Last updated: 7 July, 2011

Merkel defends silence on reported Saudi tank deal

German Chancellor Angela Merkel Friday defended her government’s silence on a reported secret deal to sell hundreds of tanks to Saudi Arabia, and said she was committed to democracy in the region.

“Deliberation and decisions by the federal security council are secret for good reason,” she told the daily Mittelbayerische Zeitung, referring to the panel including the chancellor and top ministers that rules on arms exports.

Saudi Arabia is reportedly about to buy 200 Leopard-2s, Germany’s main battle tank which is also produced under licence in Spain, for a multi-billion-euro sum.

Germany, which for two decades has declined to sell such heavy weapons to Saudi Arabia because of concerns over human rights and fears for Israel’s security, has refused to officially confirm the reports citing a secrecy policy on such deals.

Opposition politicians and even members of Merkel’s ruling centre-right coalition have slammed the reported tank sale, particularly in light of democratic uprisings throughout the Middle East.

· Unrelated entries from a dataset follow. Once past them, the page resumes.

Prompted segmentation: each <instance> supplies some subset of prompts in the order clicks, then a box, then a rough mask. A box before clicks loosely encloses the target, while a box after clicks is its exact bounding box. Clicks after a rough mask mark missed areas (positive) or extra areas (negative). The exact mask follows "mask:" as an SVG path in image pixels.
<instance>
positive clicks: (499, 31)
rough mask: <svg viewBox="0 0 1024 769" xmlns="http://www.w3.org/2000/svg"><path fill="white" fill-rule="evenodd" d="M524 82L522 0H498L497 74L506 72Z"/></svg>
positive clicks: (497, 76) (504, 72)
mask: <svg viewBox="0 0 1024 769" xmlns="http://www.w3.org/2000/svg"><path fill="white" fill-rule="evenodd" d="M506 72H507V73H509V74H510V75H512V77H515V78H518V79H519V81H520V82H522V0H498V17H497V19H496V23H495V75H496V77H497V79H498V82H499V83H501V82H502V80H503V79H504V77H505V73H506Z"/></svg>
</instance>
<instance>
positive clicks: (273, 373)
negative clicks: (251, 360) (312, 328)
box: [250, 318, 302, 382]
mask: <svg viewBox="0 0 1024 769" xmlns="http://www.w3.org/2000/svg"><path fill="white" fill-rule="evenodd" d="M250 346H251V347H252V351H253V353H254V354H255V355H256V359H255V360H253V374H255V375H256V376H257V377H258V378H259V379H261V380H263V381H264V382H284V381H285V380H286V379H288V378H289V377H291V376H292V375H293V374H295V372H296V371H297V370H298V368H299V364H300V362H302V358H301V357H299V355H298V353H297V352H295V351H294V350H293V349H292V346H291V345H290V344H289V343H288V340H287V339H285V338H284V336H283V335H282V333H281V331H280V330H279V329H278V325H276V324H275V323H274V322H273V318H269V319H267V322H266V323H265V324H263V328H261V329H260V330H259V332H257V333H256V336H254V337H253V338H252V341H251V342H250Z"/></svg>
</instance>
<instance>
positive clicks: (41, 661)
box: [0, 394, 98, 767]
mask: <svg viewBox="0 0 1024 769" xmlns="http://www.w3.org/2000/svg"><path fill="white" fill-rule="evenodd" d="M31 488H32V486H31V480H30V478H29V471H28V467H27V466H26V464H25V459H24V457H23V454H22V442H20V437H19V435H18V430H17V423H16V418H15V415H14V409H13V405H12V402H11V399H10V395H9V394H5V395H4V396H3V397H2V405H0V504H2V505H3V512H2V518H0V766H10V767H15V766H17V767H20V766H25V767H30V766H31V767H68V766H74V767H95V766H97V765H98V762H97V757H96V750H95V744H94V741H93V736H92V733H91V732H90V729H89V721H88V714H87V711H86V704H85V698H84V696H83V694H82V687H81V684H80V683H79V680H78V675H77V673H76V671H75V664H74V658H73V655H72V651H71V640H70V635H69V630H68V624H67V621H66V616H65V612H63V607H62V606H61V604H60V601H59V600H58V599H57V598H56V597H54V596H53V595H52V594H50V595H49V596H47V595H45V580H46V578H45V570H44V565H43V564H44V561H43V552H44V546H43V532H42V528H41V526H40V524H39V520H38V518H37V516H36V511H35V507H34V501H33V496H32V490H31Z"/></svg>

Selling tanks to Saudi Arabia at a time when that country has sent armoured vehicles to help put down a peaceful protest movement in neighbouring Bahrain is “a slap in the face for freedom movements in the whole region,” Social Democrat parliamentary deputy leader Gernot Erler said this week.

Merkel insisted in the interview that her administration was “of course doing its part to continue to support democratic development in North Africa and the Middle East together with our partners”.

When asked about criticism of Berlin’s secrecy on a delicate issue, she said her administration was following official guidelines.

“Transparency about exported weapons and other armaments is assured because every year a detailed arms export report is published which is also given to the Bundestag” lower house of parliament, she said.

However a leading deputy from the Free Democrats (FDP), junior partners in Merkel’s coalition, said the government should go on the offensive now that the country was openly debating the issue.

“It damages the government and it damages Germany too when only those who oppose (the sale) are heard,” the foreign policy spokesman of the FDP’s parliamentary group, Rainer Stinner, told the daily Rheinische Post.

“The chancellor and the affected ministers cannot keep hiding behind the sign reading ‘secret’.”

Opposition deputies were to present motions to the Bundestag Friday demanding Berlin call off the deal.

The Green party said it would file a lawsuit against unnamed executives at the tank manufacturer Krauss-Maffei Wegmann in a move to force the German government to shed light on the matter.

A parliamentary whip, Volker Beck, told the daily Sueddeutsche Zeitung that the suit was based on suspicion that selling the tanks to Riyadh would violate arms export laws.